Most functions and responses of the body vary over the course of a day—known as “circadian rhythm”, a crucial factor for survival. The circadian rhythm is controlled by the central biological clock in the suprachiasmatic nucleus, which has evolved to synchronize our daily activities based on signals from the external environment, such as light (or darkness) exposure. Notably, blood pressure (BP) has a marked circadian pattern, with a normal drop of >10% observed from daytime to nighttime (i.e., “dipping pattern”), and dysregulation of this usual pattern is associated with a higher risk for cardiovascular disease (CVD) and hypertension [1]. The influence of circadian rhythm on CVD risk is indeed reflected not only by the fact that 24 h ambulatory BP monitoring is a stronger prognostic factor for CVD and mortality than clinic (“office”) BP [2] but also by the clinical importance of nighttime ambulatory BP [3], even beyond that of daytime BP [4]. Thus, nondipper (<10%) [5] or riser patterns (i.e., increase in BP from daytime to nighttime) [6] as well as morning BP surge [7] are strong predictors of adverse events.

Sleeping is the main nighttime activity. Although some of its biological roles remain to be elucidated, sleep is essential for many vital functions, including development, energy conservation, cognitive and physical performance, and immune function. The total daily sleep duration in the first humans was >8 h during most of the year, with some seasonal variations—increases and decreases during shorter (winter) and longer (summer) natural photoperiods, respectively [8]. However, individuals in Western societies are currently exposed to numerous sleep disruptors, such as shift work, multiple jobs, the internet, television, and especially alterations of the natural light-dark cycle.

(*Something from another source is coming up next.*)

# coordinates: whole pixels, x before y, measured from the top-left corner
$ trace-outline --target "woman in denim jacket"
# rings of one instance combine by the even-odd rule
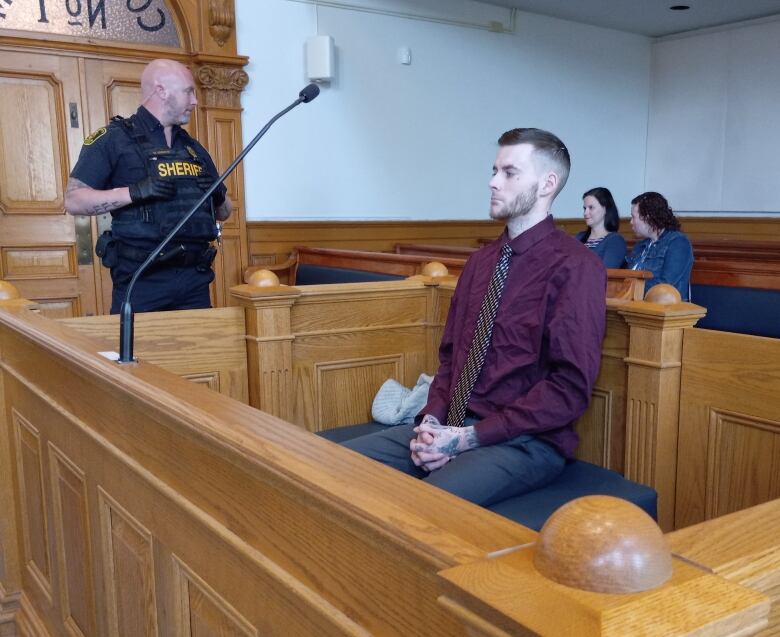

The latter is due to the wide availability of artificial light (especially of the blue spectrum), attenuated exposure to daylight within buildings, and evening use of light-emitting devices, all of which decrease the strength of natural light-dark signals that entrain circadian systems [8, 9].

Not surprisingly, sleep disturbances are prevalent among westerners (e.g., affecting one-third of the U.S. adult population [10]). This is an important problem because sleep disturbances can have a negative impact on health status, including cardiovascular health. Recent meta-analytical evidence indicated that not only a short (<7 h) but also (and especially) a long (>8 h) sleep duration is associated with a higher risk of mortality and CVD events [11]. Likewise, sleep quality (i.e., the self-reported, retrospective assessment of the sleep experience) is important, as it is inversely associated with the incidence of coronary heart disease—albeit it does not seem to be linked with mortality or other CVD outcomes such as stroke or mortality [11].

The disruption of the natural light-dark cycle that characterizes modern societies can contribute to sleep-maintenance insomnia (or simply “insomnia”)—a condition characterized by difficulty staying asleep, nocturnal awakenings and, in particular, waking too early and struggling to get back to sleep. Insomnia is the most common sleep disorder, affecting ~30% of the general population, and is associated with a wide cluster of CVDs and metabolic disorders, including hypertension [12]. Of major importance is obstructive sleep apnea (OSA), a breathing disorder characterized by repeated episodes of complete or partial upper-airway occlusion (and subsequent arterial hypoxemia) leading to sustained activation of carotid body chemoreceptors that reflexively upregulate sympathetic nervous system activity [13]. OSA is the most common condition associated with resistant hypertension, and it is found in 30–40% of all patients with hypertension [14].

In a topical study recently published in this journal, Kario et al. reported the association between self-reported sleep duration and nighttime BP in 2236 patients who were followed for ~7 y on average [15]. Short sleep duration (<6 h/night, vs. normal [“optimal”] duration [6–9 h/night]) was significantly associated with a more than twofold higher risk of atherosclerotic CVDs, especially stroke. An important finding of their study was that even ‘shorter sleepers’ with well-controlled nighttime systolic BP (i.e., <120 mmHg) had a more than threefold higher risk of atherosclerotic CVD and coronary artery disease. Conversely, “optimal sleepers” were also at significantly higher risk of stroke if nighttime systolic BP was uncontrolled. These findings therefore reflect the importance of ensuring not only adequate control of nocturnal hypertension but also healthy sleep to reduce the risk of CVD, especially stroke. In this context, sleeping pills are frequently prescribed to patients with arterial hypertension and can contribute to the improvement of both sleep and BP control [16]. For instance, a nonhypotensive sedative, zolpidem, could be useful in patients with poor-quality sleep and nighttime hypertension who exhibit a nondipper pattern due to the capacity of this drug to improve sleep quality and stress status, converting nondippers with poor sleep quality into dippers [17].

In summary, both nighttime BP and sleep are important variables to be considered and monitored by those involved in the prevention and management of hypertension. Interventional research is needed to determine how to improve both components.